El entrenador del Real Zaragoza en el último año y medio de dificultades, autor de una milagrosa salvación del descenso a Segunda B, deja entrever que vive sus últimos días en el banquillo.

Jim, con el traje de faena, en el campo de entrenamientos del Real Zaragoza.
Jim, con el traje de faena, en el campo de entrenamientos del Real Zaragoza.
Francisco Jiménez

Que, con motivo de la compraventa del paquete accionarial mayoritario de la SAD, las estructuras del Real Zaragoza van a experimentar grandes cambios en un futuro próximo, a nadie escapa. A Juan Ignacio Martínez 'Jim', el entrenador del equipo desde hace año y medio, pieza clave para que este proceso de relevo en la cúpula de la entidad haya podido tener lugar pues evitó el descenso del equipo a Segunda B el año pasado en una última maniobra desesperada cuando todo parecía ya imposible, tampoco le va a sorprender que en su puesto venga otro profesional de los banquillos.

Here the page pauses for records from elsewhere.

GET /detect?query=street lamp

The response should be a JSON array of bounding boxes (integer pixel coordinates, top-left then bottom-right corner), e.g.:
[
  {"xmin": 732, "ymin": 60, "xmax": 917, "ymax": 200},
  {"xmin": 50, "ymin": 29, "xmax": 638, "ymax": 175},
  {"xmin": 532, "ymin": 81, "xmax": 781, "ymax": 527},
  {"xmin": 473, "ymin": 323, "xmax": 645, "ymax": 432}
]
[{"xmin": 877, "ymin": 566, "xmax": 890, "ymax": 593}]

El técnico alicantino trata de eludir el asunto cuando aún faltan seis partidos, cinco semanas de temporada viva. Sabe que esto se va a pasar rápido, como una exhalación, y que todo caerá por su propio peso. Pero no quiere anticiparse ni un centímetro al futuro próximo, al menos de forma explícita y rotunda. Este viernes, en rueda de prensa, ya tuvo que abordar dos preguntas al respecto. Es inevitable, mucho más desde que la semana pasada trascendió su comida y la del director deportivo, Miguel Montes Torrecilla, con el que va a ser nuevo director general de la SAD, el catalán Raúl Sanllehí, quien también se reunió con el equipo en la caseta en las últimas 48 horas. 

"Sería muy egoísta por mi parte pensar solo en mí. Por gustarme, claro que me gustaría seguir. Pero no puedo mirarme el ombligo. Sabéis que le tengo un cariño especial al club. Me marcharé siendo zaragocista. Volveré muchísimas veces a la ciudad. El trato que he recibido ha sido exquisito. Pero yo no puedo ahora hablar de futuro. No toca aún", dijo Jim en el epílogo de su comparecencia ante los medios de comunicación previa al partido ante el Burgos del domingo. 

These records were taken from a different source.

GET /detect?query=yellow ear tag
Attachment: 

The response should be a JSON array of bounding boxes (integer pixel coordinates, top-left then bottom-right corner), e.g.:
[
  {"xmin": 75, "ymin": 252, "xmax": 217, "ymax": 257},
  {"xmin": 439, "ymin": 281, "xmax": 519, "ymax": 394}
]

Antes, el preparador de Rabasa había dejado alguna pincelada sobre su almuerzo con Raúl Sanllehí. "Él nos invitó a comer la semana anterior y el otro día vino a estar con la plantilla. Nos está preguntando cuestiones cordialmente. Estuvimos hablando una hora, de todo, de lo que ha sido la temporada, de los futbolistas. Todo muy bien. Pero tengo claro que, de futuro, ahora no se habla. Me parece lógico. Lo que tenga se ser, llegará en su momento, ya tomarán la decisión los hombres...", apuntó Jim en su particular modo de hablar. 

"Mientras tanto, yo estaré aquí 'a full', como si fuese a estar toda mi vida. Y el día que no tenga que estar, pues me marcharé y ya está", apostilló con naturalidad.

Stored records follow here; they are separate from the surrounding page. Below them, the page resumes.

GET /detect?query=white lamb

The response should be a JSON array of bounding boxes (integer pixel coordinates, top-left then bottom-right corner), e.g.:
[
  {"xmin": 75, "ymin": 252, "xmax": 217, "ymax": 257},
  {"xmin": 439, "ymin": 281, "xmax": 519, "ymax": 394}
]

En su discurso, dentro de esa burbuja de aspectos tangenciales al propio partido del domingo frente al Burgos, Jim también dejó varios mensajes de hondura en su discurso: "El Real Zaragoza no puede contentarse con una permanencia. Ni quejarse y buscar excusas con los límites salariales y los presupuestos de club", lanzó al aire, en lo que, inevitablemente, sonó a crítica sobre el presente más rabioso de la entidad, el que él ha tenido que vivir y lidiar. 

Asimismo, Jim buscó un momento para reivindicar su perfil personal como entrenador, algo que también lleva una carga implícita de significado en días como los que afronta el técnico en la recta final de esta temporada 21-22. "No voy a hablar sobre mi persona porque os pondría a llorar a todos. Y alguno escribiría un libro y se haría rico. Yo soy un ilusionista por naturaleza por todo lo que me ha pasado: una persona como yo, que viene del barro de la Tercera División, en cuatro días estaba jugando en Europa. Dejadme que yo siga con mi ilusión", dijo el alicantino en tono serio.